Back to the Mar-Apr 2024 issue

Considerations for ADA Accommodations and Compliance

By Jana O’Leary Sullivan

Nearly 35 years after it passed, the Americans with Disabilities Act (ADA) remains one of the most important and robust employment laws. It is the common thread in an area of law that addresses employee and applicant medical issues, which often interweaves other laws, including the Workers’ Compensation Act, the Family Medical Leave Act (FMLA), the Minnesota Human Rights Act, and many more.

ADA-related issues are among the most common matters an employer will handle since nearly every worker will experience a medical issue at some point during their career. It also comes into play with national health crises. While the world will hopefully never again experience a pandemic on the scale of COVID-19, COVID is still in an endemic phase and other epidemics occur periodically.

Reasonable accommodations

In addition to prohibiting discrimination and retaliation like other employment laws, the ADA requires employers to provide reasonable accommodations to individuals with disabilities so they can perform the core functions of their job.

A reasonable accommodation is a modification to the job or workplace that allows the employee to perform the essential functions of the job and does not cause an “undue hardship” to the employer. Common reasonable accommodations include medical leaves, schedule modifications, specialized equipment or technology, alternative communication methods, reassignment to a vacant position, and modification of policies. Some accommodation requests are automatically unreasonable, including requests to remove essential functions, change supervisors, or provide a stress-free workplace.

The ADA and MHRA also require employers to consider and discuss potential accommodations with employees in an “interactive process.” While the mantra for anything employment related is to communicate and document, that is especially true in situations involving medical issues. Notably, a new amendment to the Minnesota Human Rights Act strengthens this requirement.

In determining what is reasonable, employers should conduct an individualized assessment that focuses on the nature of an employee’s job and the work restrictions, relying on medical records/exams and other objective information.

ADA compliance considerations

Given that ADA issues are among the most common matters an employer will handle, here are some key considerations to help ensure your city achieves and maintains ADA compliance.

Don’t ask applicants about medical issues — even if they are obvious or known. While employers can ask applicants if they can perform the job with or without reasonable accommodation, they generally should not delve any deeper before making a conditional job offer, even if a medical condition or pregnancy is obvious or known. Importantly, there is no medical condition that automatically disqualifies a candidate from a job, even for a public safety or other safety-sensitive position. Indirect questions can get employers in trouble — such as asking a candidate about the reasons for separating from the military.
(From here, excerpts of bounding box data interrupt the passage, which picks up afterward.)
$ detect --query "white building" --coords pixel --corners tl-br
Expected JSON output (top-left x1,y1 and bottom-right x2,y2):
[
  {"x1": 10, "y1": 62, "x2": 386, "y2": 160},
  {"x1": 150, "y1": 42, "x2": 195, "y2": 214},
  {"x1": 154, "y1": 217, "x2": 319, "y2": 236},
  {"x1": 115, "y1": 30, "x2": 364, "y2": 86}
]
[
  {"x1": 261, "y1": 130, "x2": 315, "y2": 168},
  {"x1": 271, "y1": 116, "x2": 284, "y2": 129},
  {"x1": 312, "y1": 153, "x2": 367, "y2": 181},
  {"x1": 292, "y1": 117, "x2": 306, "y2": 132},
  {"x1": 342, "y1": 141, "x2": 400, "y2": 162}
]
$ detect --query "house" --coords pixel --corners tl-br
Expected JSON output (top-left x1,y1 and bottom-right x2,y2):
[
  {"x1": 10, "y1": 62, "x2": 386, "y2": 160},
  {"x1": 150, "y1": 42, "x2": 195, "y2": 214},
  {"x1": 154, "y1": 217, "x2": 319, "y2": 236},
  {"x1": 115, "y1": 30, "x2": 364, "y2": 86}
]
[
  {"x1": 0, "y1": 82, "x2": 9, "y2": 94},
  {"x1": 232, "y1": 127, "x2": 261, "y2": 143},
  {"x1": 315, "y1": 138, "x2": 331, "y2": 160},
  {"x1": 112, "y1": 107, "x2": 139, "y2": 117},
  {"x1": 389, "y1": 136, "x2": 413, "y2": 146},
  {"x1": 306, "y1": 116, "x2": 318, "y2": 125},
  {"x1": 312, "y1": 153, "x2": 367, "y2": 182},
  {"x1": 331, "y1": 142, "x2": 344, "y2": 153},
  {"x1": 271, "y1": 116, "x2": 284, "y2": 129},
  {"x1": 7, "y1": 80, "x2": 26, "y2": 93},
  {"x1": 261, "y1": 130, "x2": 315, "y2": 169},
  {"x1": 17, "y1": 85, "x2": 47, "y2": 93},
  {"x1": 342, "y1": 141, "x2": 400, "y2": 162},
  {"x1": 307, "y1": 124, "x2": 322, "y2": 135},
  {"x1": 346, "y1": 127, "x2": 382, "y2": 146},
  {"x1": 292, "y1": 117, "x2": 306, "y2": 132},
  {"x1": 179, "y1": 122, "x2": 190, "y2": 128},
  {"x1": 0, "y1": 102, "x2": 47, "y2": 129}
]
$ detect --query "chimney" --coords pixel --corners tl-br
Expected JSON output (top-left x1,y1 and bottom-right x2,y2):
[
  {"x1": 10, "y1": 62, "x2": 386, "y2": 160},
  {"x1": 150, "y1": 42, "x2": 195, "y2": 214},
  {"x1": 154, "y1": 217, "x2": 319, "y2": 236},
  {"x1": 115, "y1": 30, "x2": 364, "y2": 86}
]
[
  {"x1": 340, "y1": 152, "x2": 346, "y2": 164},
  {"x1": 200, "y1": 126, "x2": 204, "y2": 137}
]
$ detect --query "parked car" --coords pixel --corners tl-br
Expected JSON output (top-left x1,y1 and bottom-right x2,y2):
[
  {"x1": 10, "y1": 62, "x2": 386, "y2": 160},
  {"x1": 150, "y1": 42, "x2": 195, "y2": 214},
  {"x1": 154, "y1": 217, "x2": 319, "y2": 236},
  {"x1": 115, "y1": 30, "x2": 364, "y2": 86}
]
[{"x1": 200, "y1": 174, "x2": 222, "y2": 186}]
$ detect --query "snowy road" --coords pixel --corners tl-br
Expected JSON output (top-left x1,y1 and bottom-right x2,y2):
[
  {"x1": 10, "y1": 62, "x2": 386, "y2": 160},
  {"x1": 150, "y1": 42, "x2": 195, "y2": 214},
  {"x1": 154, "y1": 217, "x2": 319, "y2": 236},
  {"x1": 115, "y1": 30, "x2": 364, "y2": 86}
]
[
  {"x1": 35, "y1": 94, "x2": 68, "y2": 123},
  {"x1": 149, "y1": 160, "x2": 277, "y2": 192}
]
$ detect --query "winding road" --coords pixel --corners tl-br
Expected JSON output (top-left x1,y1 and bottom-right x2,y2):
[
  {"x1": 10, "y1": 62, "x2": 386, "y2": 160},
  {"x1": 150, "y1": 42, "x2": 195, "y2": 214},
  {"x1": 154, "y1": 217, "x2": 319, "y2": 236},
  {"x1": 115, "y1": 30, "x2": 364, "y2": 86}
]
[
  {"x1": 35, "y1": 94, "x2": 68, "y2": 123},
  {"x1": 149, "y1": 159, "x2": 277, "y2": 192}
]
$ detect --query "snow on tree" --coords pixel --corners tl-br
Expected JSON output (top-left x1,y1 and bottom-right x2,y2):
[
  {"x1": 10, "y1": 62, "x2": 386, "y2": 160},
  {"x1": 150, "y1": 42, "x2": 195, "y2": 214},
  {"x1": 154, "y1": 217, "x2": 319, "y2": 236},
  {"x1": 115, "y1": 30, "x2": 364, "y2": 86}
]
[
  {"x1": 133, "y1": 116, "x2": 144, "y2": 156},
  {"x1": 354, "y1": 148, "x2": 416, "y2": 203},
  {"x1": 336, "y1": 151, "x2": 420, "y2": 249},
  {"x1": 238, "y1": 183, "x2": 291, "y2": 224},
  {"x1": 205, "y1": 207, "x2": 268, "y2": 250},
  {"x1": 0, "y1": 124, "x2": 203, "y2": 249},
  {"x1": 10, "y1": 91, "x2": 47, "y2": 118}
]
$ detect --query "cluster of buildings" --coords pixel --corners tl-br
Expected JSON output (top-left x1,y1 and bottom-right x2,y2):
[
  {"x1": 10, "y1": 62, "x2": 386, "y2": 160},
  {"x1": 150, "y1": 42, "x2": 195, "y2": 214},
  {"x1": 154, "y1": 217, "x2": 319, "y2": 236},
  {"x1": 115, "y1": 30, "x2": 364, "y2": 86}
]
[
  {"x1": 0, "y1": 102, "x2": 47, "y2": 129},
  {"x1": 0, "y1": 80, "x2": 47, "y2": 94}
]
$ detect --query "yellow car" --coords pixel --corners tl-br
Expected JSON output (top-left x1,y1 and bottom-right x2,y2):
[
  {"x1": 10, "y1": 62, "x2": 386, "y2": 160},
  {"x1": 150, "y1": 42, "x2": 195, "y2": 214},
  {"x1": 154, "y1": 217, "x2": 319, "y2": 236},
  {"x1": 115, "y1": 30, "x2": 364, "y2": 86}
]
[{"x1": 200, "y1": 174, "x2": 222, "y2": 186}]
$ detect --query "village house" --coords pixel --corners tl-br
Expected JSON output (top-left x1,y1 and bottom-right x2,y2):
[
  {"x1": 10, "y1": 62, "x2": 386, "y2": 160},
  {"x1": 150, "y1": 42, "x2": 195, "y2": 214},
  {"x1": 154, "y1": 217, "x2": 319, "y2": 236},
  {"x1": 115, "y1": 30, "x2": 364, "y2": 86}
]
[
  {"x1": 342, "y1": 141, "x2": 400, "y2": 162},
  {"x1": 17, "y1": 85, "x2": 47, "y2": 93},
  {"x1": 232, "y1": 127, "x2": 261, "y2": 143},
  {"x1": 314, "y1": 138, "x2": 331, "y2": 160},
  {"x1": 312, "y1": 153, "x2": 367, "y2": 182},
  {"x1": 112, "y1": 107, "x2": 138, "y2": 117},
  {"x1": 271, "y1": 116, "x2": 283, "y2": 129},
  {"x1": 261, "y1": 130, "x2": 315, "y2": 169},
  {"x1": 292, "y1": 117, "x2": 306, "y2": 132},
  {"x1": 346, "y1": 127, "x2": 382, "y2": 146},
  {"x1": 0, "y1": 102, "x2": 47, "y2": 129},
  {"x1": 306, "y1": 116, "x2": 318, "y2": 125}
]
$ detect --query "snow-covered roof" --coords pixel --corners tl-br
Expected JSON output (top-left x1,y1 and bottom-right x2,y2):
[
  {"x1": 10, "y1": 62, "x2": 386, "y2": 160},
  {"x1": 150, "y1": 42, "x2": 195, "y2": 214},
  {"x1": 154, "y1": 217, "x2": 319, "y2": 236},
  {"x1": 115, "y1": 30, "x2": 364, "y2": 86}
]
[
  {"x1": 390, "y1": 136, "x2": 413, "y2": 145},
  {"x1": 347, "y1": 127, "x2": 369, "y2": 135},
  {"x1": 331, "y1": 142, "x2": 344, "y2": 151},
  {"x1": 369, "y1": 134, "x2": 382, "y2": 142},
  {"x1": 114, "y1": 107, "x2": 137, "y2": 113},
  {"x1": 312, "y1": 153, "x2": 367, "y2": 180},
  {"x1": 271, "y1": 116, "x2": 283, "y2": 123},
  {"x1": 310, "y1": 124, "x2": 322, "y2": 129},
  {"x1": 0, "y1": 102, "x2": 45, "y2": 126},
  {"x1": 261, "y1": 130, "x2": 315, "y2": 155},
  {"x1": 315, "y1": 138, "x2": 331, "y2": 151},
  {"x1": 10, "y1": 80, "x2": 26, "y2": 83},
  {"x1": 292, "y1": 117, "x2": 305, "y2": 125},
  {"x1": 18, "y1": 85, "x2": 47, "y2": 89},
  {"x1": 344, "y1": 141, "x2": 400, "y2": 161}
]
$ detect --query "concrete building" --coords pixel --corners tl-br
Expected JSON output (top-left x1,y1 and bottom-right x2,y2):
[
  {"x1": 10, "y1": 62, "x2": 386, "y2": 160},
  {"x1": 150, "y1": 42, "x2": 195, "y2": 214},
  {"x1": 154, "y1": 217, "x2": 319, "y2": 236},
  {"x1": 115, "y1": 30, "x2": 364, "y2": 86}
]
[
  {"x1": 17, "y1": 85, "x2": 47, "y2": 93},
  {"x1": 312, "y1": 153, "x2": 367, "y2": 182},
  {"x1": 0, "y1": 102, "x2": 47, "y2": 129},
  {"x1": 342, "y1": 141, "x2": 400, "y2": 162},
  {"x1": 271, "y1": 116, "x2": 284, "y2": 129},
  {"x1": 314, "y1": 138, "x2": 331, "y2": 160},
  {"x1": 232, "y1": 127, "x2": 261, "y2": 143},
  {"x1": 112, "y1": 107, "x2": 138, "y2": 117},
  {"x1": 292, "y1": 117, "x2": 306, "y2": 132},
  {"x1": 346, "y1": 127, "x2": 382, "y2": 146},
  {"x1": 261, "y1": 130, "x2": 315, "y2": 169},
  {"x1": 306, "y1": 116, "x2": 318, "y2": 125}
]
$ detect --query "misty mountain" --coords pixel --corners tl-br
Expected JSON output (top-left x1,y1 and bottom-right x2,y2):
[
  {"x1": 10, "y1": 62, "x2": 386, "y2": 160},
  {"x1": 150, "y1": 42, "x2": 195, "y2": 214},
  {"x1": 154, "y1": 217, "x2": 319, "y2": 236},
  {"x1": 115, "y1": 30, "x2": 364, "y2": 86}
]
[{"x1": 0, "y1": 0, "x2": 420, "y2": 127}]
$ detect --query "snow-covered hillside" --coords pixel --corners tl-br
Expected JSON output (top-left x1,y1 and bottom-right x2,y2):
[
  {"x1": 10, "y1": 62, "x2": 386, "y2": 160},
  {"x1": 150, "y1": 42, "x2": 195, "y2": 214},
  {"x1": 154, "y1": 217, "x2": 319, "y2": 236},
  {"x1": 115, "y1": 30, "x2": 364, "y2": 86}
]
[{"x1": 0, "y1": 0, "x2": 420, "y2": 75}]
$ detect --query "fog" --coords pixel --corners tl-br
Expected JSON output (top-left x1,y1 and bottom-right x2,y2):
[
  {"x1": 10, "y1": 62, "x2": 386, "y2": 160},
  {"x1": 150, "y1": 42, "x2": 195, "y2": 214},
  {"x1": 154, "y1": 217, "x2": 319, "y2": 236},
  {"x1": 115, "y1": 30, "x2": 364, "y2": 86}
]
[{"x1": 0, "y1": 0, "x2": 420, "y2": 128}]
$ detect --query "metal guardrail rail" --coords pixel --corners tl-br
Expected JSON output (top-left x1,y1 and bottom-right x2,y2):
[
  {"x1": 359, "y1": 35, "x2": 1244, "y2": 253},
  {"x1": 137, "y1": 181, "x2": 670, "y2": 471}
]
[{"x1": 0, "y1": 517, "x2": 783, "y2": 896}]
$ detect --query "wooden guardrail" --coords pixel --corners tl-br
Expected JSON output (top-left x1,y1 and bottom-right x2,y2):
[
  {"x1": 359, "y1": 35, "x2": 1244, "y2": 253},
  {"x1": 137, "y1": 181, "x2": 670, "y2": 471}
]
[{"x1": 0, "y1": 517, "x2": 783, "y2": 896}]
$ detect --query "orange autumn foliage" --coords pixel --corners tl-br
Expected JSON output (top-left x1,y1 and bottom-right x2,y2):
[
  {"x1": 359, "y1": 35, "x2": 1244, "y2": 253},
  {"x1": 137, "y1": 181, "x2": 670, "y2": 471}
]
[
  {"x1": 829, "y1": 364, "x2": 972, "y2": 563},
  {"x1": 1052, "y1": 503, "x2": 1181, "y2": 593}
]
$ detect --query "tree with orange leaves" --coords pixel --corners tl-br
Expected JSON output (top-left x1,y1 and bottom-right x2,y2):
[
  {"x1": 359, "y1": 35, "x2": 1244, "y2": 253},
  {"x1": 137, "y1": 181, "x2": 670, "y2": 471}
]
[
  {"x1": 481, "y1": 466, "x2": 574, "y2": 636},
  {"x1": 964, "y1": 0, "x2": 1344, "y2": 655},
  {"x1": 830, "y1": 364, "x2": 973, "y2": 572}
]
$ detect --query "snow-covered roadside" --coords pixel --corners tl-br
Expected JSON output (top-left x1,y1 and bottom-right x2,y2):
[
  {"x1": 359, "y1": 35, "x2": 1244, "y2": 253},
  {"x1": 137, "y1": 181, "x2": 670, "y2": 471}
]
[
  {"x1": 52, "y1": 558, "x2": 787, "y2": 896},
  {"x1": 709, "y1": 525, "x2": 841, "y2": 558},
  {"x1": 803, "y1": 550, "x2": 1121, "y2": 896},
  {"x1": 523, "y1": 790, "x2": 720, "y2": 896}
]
Scrutinize job requirements. Employers should clearly articulate job requirements in job descriptions, job postings, and other communications. Employers should regularly scrutinize to ask: Does the job truly require this? How did we decide on this requirement and is it supported by objective evidence? That is especially true for vision, hearing, lifting, and other similar requirements that can have the effect of unnecessarily disqualifying applicants with disabilities.

Consider medical leave as an accommodation. Employers must often consider medical leave as a potential accommodation. The ADA is broader than the FMLA and other laws — an employer may have to provide leave in excess of 12 weeks or where FMLA does not apply. This is a focus area of the courts and agencies. Importantly, policies that have a maximum amount of leave allowed — even if they are generous — run afoul of the ADA.

Consider remote/hybrid work. The pandemic was a game changer when it comes to remote and hybrid work. While an employer may determine that remote/hybrid work is not reasonable because of the nature of the job, performance or misconduct issues, or other reasons, employers need to at least consider a request for remote/hybrid work, even if their policies generally limit or don’t allow it.

Effectively address mental health conditions. Since the pandemic, there has been a dramatic increase in the number of U.S. adults who have a mental health condition. In addition to effectively and sensitively handling situations involving mental health issues, employers should proactively address mental health in the workplace.

Carefully handle medical inquiries and exams. Medical inquires and exams must be job-related and supported by a business reason and can only occur after an employer makes a conditional job offer. While that sounds simple enough, this area is complicated and a hot spot for potential problems.